Brummell recommends: Sucre

The debut London restaurant from renowned Argentine chef Fernando Trocca is one of the hottest openings of the summer. Literally.

Food and Drink 10 Aug 2021

Sucre

The background

There’s a lot of buzz around Sucre, the first British opening from acclaimed Argentine chef Fernando Trocca. Sucre is the sister restaurant to Trocca’s original Buenos Aires outpost of the same name, which opened in 2001 and has been consistently featured in Latin America’s 50 Best Restaurants guide ever since. With several successful restaurants across Latin America and the US under his belt, Trocca has now taken his high-end open-fire cooking concept to the heart of Soho, launching Sucre in an impressive two-storey space on Great Marlborough Street. The chef has teamed up with his long-time collaborator, mixologist extraordinaire Tato Giovannoni, who has masterminded Sucre’s impressive drinks menu (which includes a large selection of vermouth and sherry and excellent South American wines) and the downstairs Abajo cocktail lounge.

The space

Sucre is a far cry from your cosy neighbourhood hangout and occupies a prime spot in the 310-year-old former home of the London College of Music. Theatrical in scale, the large open-plan dining area is flanked by an open kitchen, allowing guests to catch glimpses of soaring flames from the various wood-fired cooking techniques. Mirrored walls and humongous chandeliers made entirely from crystal decanters play with scale and grandeur, while downstairs sits Alma, where Tony Pescatori’s inventive mixology celebrates arts and cultures at this experiential drinking den. The late-night bar awakens the spirit with eclectic sounds of disco, soul and funk spinning on vinyl and live bands supplying the soul and disco music.

Black fideuà with squid and paprika

The menu

Sucre’s dining menu is modern and unexpected. It encourages diners to mix and match and share their dishes, which are split into tasters, small plates, mains and sides. With the focus on charcoal fire, wood oven or stove cooking, single ingredients play centre stage – and there’s a surprisingly good vegetarian selection. Having said that, carnivores and seafood lovers will be in heaven with world-class choices ranging from classic (rib-eye steak) to adventurous (veal tongue with salsa verde). When Brummell visited, we tucked into delicious Carlingford oysters with smoked tomato granita (and regretted not ordering the aged cheese and onion empanadas) before sharing two small plates of creamy burrata with peas and mint and a fantastic burnt aubergine dish (somehow cooked and served like a delicate tuna tartare) with lemon and herb salad. Mains were a punchy monkfish tail with XO sauce and an excellent side of black beans, and the must-try Hibisci cabbage with burnt onion and blue cheese. Such a dish is an example of how a humble ingredient, when cooked to perfection with simple yet complementary flavours, can really shine. However, if you go, make sure to reserve room for the dulce de leche pudding offset by a subtle hint of whisky. Superb.

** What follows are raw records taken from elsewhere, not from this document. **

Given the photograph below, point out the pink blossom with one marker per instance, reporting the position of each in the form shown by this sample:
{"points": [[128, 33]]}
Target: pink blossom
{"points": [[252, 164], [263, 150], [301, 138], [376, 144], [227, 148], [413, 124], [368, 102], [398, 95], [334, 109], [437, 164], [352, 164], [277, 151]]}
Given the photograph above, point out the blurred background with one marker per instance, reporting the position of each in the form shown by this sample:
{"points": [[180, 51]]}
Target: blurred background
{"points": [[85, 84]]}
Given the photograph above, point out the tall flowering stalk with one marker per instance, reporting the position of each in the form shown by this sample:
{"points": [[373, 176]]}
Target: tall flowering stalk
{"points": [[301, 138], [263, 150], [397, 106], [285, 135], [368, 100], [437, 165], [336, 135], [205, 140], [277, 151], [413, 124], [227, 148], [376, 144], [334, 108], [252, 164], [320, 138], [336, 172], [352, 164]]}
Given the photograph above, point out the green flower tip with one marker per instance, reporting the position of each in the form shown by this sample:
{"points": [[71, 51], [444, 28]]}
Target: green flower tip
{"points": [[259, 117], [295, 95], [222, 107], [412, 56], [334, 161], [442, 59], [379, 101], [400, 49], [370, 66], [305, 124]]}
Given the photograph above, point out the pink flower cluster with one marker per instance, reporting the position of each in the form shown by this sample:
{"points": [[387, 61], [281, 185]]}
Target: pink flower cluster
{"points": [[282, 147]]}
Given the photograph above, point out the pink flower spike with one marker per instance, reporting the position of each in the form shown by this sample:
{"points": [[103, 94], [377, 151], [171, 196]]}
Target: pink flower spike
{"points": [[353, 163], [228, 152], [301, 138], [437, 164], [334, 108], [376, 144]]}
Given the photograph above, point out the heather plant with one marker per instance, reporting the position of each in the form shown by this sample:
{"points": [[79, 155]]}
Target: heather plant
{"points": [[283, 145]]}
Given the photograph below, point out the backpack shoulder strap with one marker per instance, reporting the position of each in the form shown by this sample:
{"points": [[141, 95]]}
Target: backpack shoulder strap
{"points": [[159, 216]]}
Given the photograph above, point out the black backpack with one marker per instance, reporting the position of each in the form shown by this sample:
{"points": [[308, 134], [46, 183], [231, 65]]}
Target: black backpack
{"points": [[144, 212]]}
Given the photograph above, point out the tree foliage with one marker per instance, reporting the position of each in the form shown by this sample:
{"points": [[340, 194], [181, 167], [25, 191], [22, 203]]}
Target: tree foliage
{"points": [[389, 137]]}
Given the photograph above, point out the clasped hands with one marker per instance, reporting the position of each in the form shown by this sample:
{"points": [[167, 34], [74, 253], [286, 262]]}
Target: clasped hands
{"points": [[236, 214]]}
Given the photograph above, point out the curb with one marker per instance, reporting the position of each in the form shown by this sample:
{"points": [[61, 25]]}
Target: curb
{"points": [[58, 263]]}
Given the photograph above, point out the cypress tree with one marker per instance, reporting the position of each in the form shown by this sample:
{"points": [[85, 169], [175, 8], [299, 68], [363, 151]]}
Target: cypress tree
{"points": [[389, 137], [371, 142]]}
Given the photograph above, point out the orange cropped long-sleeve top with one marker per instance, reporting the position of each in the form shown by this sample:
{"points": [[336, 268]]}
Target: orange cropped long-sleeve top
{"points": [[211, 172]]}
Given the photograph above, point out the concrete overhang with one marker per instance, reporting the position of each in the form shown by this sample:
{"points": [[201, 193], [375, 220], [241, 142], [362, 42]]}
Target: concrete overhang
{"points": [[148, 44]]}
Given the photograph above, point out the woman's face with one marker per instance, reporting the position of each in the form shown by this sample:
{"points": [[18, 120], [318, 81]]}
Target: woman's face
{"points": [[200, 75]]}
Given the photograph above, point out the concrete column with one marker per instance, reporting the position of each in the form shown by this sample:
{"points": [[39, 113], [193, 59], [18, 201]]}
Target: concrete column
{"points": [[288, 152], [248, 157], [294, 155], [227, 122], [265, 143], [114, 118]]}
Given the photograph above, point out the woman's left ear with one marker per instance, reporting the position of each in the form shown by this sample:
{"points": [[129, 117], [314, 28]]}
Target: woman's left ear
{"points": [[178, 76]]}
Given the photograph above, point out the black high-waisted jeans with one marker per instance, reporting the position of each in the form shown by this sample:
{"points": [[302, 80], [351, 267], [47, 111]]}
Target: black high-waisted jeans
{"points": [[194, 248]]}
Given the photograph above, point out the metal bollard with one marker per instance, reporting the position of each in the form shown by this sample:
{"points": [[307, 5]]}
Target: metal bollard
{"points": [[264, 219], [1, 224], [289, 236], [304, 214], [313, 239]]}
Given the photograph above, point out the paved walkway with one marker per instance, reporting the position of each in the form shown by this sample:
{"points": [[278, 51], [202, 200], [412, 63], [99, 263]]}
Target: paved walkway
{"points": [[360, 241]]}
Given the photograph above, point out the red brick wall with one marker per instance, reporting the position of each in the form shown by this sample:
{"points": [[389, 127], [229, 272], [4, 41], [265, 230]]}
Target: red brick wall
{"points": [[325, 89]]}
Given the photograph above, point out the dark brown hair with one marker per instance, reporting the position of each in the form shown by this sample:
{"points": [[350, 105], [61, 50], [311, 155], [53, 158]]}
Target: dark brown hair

Aged cheddar and onion empanadas

The bill

A ‘snack’, two small plates and two mains plus two cocktails, a sherry and shared dessert came to around £120.

The verdict

Going for dinner at Sucre is an excuse to get dressed up and make a night of it. After months of being confined to our homes with the occasional take-away treat, it’s certainly welcoming to visit somewhere that imbues a sense of occasion. The atmosphere is lively and inviting, and the weekly-changing menu with its rich, inventive flavours and Latin influences is exciting and unique. Sucre is sure to become a Soho institution – so book your spot ahead of the crowd.